Lorsqu’on rentrait, on a croisé le colonel Thiegboro dans la pelouse. Il a dit : Cellou c’est toi ça, je ne t’avais dit de ne pas venir ? C’est là que quelqu’un est le venu le terrasser, il est tombé. Mamadou Diouma est venu le soulever. A quelques mètres de là, ils ont administré un à Diouma, il est tombé d’un coup. Je l’ai dépassé pour venir vers Elhadj Cellou lui porter secours. A mon arrivée, un autre l’a assommé d’un coup de matraque sur sa tête. Le sang qui a giclé de sa tête m’a touché. Quand j’ai vu qu’il perdait conscience, je l’ai attrapé. On m’a roué d’un coup sur la tête, le sang a jailli. Bah Oury qui était derrière moi a eu le même sort.  Malgré tout, je n’ai pas cédé. J’ai tenu fermement Elhadj Cellou. Les mêmes assaillants sont venus lui ont roué un nouveau à la tête. Un autre a pris la crosse de son arme pour le frapper aux pieds.

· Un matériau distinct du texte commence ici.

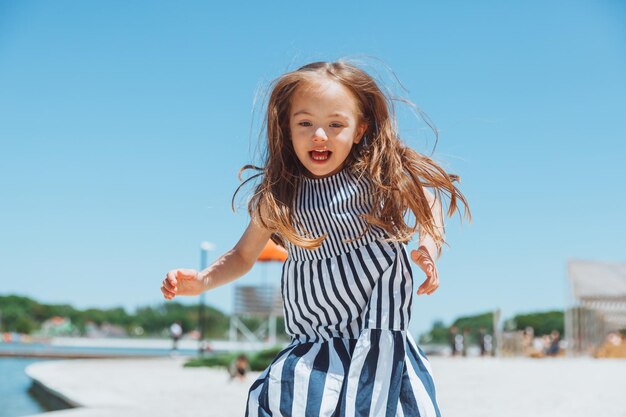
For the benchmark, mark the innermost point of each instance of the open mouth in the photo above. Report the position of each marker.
(320, 156)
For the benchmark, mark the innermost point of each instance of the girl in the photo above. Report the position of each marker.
(335, 189)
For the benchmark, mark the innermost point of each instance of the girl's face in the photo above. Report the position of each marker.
(325, 123)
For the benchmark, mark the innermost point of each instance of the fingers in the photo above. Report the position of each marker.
(169, 285)
(431, 283)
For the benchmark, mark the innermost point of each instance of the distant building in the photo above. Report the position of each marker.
(597, 304)
(58, 326)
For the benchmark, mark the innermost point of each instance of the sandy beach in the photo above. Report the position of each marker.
(471, 387)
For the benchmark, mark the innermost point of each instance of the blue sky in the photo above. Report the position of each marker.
(123, 125)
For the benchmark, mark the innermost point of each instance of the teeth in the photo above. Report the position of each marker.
(319, 155)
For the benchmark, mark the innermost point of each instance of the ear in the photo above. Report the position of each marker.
(360, 131)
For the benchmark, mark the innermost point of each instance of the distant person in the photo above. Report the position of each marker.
(239, 367)
(176, 332)
(334, 191)
(553, 347)
(485, 342)
(452, 340)
(465, 341)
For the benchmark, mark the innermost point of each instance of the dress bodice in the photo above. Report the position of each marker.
(333, 206)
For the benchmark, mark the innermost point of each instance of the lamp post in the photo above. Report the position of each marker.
(205, 247)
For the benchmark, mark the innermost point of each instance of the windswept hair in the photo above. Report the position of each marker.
(398, 173)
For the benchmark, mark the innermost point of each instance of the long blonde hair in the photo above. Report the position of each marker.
(398, 173)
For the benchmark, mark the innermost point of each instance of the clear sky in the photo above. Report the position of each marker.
(123, 125)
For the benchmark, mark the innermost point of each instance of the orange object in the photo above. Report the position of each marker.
(272, 252)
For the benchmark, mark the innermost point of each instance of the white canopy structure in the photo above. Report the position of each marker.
(597, 305)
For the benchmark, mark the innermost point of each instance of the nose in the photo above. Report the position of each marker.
(320, 135)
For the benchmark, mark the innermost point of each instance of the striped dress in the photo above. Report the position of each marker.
(347, 308)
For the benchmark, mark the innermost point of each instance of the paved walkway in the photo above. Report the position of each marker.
(471, 387)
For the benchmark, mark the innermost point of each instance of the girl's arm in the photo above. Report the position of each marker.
(427, 250)
(228, 267)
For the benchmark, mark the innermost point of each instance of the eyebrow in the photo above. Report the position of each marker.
(345, 116)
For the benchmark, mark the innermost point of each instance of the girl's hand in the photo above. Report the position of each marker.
(182, 282)
(422, 258)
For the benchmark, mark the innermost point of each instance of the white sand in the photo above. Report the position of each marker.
(471, 387)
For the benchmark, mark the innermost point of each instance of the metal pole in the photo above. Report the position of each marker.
(205, 247)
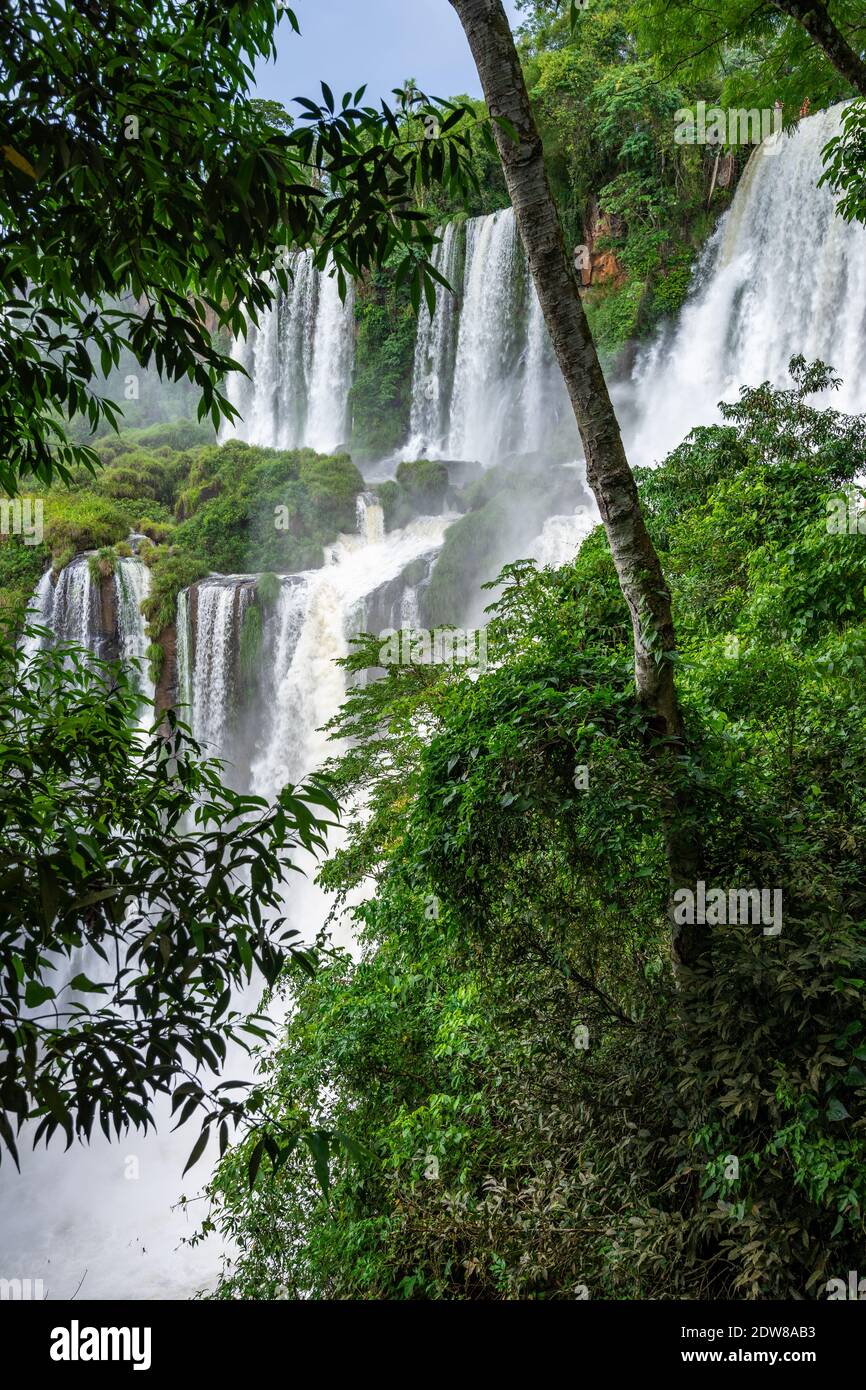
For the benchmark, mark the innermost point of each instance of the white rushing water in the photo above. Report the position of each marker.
(783, 274)
(131, 588)
(299, 366)
(102, 1221)
(485, 382)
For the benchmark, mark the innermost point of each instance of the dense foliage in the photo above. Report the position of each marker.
(145, 198)
(538, 1111)
(139, 898)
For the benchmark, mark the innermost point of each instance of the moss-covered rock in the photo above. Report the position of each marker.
(424, 483)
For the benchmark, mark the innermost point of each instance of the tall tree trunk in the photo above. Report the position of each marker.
(608, 473)
(819, 25)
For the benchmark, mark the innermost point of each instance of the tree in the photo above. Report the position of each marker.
(139, 895)
(822, 28)
(145, 199)
(793, 49)
(608, 473)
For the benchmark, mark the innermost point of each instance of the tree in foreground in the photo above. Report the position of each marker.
(608, 473)
(146, 200)
(141, 897)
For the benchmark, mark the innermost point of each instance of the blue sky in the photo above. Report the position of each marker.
(380, 42)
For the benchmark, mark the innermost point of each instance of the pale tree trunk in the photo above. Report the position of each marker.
(608, 473)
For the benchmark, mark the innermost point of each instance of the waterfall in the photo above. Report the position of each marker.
(435, 348)
(370, 519)
(485, 381)
(299, 360)
(330, 370)
(75, 610)
(783, 274)
(210, 620)
(41, 613)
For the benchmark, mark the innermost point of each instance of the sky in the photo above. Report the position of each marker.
(380, 42)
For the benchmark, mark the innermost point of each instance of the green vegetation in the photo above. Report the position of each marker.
(505, 509)
(93, 813)
(184, 203)
(534, 1105)
(424, 484)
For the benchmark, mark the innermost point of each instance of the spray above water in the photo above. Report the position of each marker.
(299, 366)
(783, 274)
(485, 381)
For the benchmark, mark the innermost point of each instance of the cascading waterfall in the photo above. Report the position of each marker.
(39, 613)
(783, 274)
(75, 609)
(485, 382)
(299, 366)
(209, 647)
(132, 587)
(485, 385)
(435, 348)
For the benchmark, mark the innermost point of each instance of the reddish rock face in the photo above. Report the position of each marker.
(603, 267)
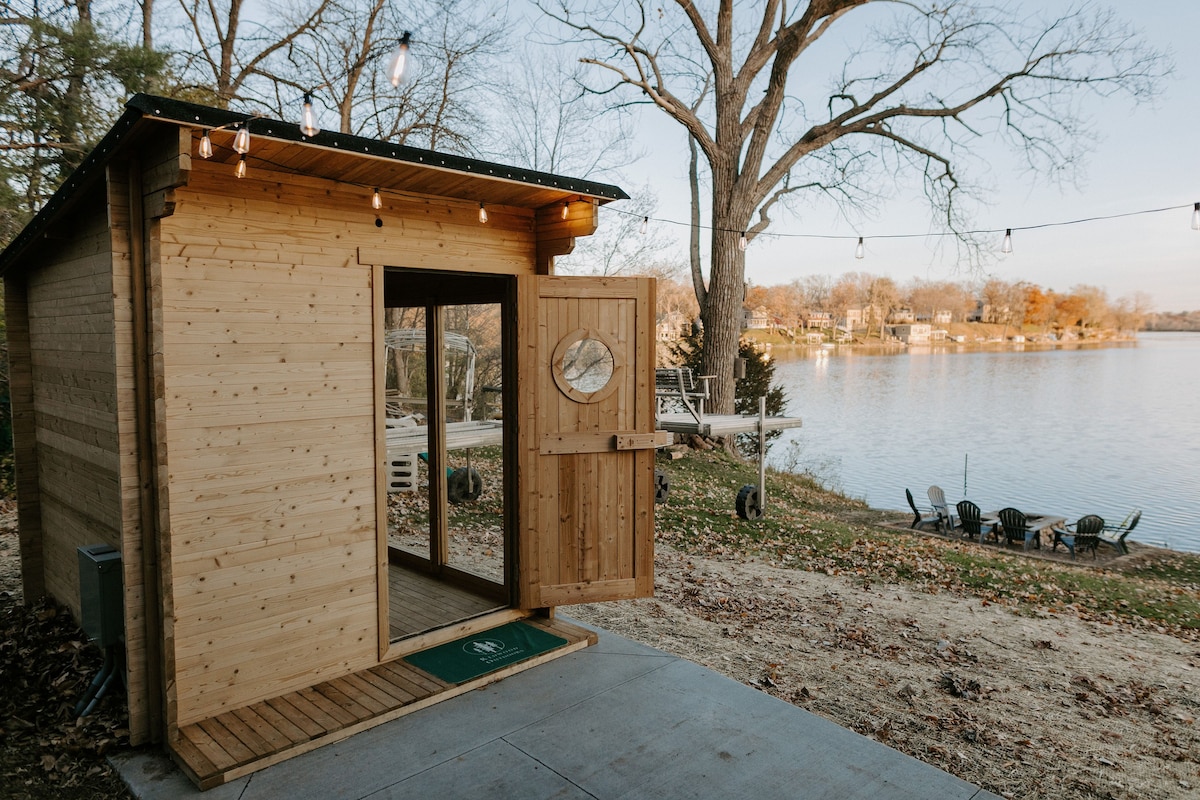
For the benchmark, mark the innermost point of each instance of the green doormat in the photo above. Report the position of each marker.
(459, 661)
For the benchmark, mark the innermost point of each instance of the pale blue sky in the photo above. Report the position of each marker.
(1147, 157)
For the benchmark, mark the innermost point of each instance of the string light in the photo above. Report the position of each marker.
(399, 60)
(241, 140)
(307, 118)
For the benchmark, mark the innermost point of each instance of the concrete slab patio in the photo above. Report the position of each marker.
(617, 720)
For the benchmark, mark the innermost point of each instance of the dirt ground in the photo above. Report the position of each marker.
(46, 665)
(1025, 707)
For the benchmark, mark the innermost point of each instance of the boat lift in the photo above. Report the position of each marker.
(676, 389)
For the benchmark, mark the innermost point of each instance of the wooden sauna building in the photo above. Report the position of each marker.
(202, 380)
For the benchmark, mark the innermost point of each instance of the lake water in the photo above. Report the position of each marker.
(1098, 429)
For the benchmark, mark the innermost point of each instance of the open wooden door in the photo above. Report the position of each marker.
(586, 439)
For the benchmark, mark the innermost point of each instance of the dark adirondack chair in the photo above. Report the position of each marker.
(946, 521)
(1015, 525)
(970, 518)
(1084, 535)
(1114, 535)
(919, 519)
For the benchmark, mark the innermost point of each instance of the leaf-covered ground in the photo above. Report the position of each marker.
(1026, 674)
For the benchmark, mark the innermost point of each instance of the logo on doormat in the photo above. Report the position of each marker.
(490, 650)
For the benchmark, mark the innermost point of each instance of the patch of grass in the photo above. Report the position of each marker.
(813, 529)
(1179, 569)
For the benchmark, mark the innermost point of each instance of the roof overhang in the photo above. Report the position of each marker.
(281, 148)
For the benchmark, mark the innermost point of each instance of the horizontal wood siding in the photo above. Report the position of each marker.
(267, 338)
(75, 377)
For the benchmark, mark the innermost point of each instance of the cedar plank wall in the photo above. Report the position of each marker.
(268, 404)
(129, 483)
(71, 319)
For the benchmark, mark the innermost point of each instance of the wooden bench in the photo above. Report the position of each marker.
(683, 386)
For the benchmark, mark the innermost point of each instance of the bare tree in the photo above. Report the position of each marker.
(225, 52)
(927, 82)
(625, 244)
(543, 112)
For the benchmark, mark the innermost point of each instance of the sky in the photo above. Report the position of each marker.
(1145, 157)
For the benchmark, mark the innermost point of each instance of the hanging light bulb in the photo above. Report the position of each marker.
(309, 118)
(241, 140)
(399, 60)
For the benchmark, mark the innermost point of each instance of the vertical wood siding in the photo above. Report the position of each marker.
(268, 410)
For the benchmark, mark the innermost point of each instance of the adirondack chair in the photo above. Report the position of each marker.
(937, 499)
(1017, 527)
(679, 386)
(1114, 535)
(919, 519)
(1086, 535)
(970, 518)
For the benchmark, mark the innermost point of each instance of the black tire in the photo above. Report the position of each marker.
(748, 504)
(661, 487)
(463, 486)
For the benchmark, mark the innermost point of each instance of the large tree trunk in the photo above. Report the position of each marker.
(723, 316)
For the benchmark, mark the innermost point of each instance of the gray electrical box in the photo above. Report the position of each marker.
(101, 594)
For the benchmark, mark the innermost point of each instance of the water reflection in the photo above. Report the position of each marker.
(1068, 431)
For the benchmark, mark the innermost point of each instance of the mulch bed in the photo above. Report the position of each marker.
(46, 665)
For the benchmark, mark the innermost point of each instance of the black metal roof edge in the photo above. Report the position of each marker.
(213, 118)
(141, 106)
(84, 174)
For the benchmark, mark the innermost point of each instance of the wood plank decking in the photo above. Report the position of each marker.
(420, 602)
(237, 743)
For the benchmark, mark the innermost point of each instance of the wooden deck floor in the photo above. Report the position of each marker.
(420, 602)
(238, 743)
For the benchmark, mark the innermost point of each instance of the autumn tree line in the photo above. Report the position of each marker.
(1084, 310)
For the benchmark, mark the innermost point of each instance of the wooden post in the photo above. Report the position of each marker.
(24, 440)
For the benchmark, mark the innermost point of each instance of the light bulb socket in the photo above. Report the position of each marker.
(241, 139)
(400, 60)
(309, 118)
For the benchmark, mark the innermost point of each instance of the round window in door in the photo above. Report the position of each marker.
(586, 366)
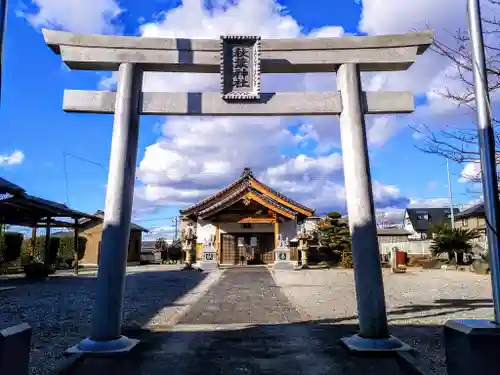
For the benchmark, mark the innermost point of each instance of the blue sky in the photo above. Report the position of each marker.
(66, 155)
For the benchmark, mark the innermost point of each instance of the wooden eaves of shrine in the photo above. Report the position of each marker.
(247, 200)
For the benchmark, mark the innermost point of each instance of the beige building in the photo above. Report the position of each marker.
(392, 235)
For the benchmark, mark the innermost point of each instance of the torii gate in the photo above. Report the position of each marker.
(240, 61)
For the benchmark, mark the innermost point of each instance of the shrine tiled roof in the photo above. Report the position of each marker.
(245, 181)
(238, 195)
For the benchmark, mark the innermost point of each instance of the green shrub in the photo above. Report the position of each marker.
(61, 249)
(11, 246)
(36, 271)
(67, 248)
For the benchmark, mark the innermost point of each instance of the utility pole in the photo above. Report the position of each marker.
(486, 148)
(468, 343)
(176, 227)
(450, 196)
(3, 17)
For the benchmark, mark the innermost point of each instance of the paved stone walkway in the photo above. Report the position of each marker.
(243, 295)
(244, 325)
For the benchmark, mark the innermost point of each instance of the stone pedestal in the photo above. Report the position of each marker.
(15, 345)
(472, 347)
(209, 259)
(282, 259)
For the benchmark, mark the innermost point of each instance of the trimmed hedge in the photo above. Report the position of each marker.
(36, 271)
(10, 246)
(61, 249)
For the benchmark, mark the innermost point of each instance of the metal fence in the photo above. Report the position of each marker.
(415, 247)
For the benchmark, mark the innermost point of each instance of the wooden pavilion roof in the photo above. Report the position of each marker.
(7, 187)
(248, 187)
(31, 211)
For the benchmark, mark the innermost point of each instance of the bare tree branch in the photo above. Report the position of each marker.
(456, 143)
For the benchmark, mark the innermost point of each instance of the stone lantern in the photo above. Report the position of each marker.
(304, 238)
(188, 238)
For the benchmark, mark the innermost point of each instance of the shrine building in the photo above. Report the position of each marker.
(243, 221)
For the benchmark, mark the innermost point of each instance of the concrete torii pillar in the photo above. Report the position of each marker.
(105, 335)
(374, 332)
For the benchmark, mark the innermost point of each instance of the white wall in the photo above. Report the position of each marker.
(407, 224)
(288, 229)
(237, 228)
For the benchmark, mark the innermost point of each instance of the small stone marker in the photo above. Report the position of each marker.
(282, 258)
(15, 344)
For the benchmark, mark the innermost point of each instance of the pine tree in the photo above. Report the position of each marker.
(333, 232)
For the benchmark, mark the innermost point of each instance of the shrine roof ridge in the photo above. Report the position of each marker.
(245, 179)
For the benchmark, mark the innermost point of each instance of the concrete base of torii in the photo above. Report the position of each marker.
(122, 344)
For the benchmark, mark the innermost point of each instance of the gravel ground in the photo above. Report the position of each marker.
(418, 302)
(59, 309)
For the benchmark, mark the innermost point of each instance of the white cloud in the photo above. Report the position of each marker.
(471, 172)
(89, 16)
(430, 202)
(195, 157)
(15, 158)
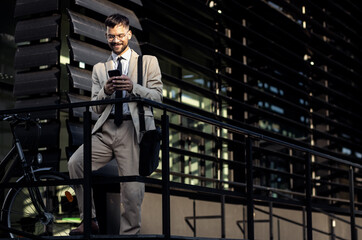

Heureusement que ses pieds ne sont pas fracturés. Quand j’ai vu qu’il ne tenait plus, je l’ai pris pour le mettre sur mon bras. Pendant que je me débattais pour le faire sortir, un autre est venu avec son fusil pour viser sa tête, je l’ai stoppé de ma main qui s’est fracturée. C’est là où Bah Oury est venu m’aider. Il a tenu la main droite d’Elhadj Cellou. Pendant qu’on titubait pour sortir, Bah Oury disait : c’est un ancien premier ministre, ne le bastonnez pas. Mais les coups tombaient sur nous (…). A un moment de notre marche, j’étais fatigué. Bah Oury m’a suggéré de le porter au dos. Il m’a aidé. Pendant qu’on cheminait pour la sortie, un autre est venu et a lancé : on t’a dit de nous laisser tuer ce monsieur, tu refuses mais on va te tuer avant de l’assommer.

Toujours dans notre marche difficile, je voyais ces individus poignarder des personnes. Il fallait voir pour croire. Là où on a subi tous ces sévices dans ce trajet, c’est le groupe du Colonel Thiegboro. Il n’a dit à personne d’arrêter. Il répétait sans cesse : Cellou je t’avais dit de ne pas venir ici, mais tu vas récolter le pot cassé. Je l’ai entendu répéter ça trois fois.

Dans son groupe, il y avait des bérets rouges, des bérets verts. C’est ce groupe-là qui nous a fait subir toutes ces atrocités jusqu’à notre sortie. Mais là aussi, on a croisé un autre policier qui m’a cogné avec son fusil, il m’a terrassé alors que je portais Elhadj Cellou. Le coup était si violent qu’on est tous (Moi, lui, Elhadj Cellou, Bah Oury) tombé. Alors qu’Elhadj Cellou était couchée inconscient, un gendarme s’est jeté sur lui de toutes ses forces. C’est là il a eu quatre de ses côtes cassées. Il a pris un bois de palétuvier pour l’assommer. Bah Oury s’est interposé, en disant ne le tuez pas. Il s’est courbé sur Elhadj Cellou, il recevait les coups, Elhadj Cellou était couché inconscient ».

Abdoulaye 3 explique une autre scène très violente quand un policier est venu le trouver pour lui demander ce qu’il avait comme arme de protection. Il raconte que ce dernier l’avait dépouillé de tout avant de le menacer avec son fusil. L’agent s’est ravisé à ouvrir le feu sur lui et lui demandé de quitter les lieux. A la barre, il soutient qu’il avait répondu à ce dernier, bien qu’étant blessé, il ne pouvait pas laisser Cellou Dalein Diallo.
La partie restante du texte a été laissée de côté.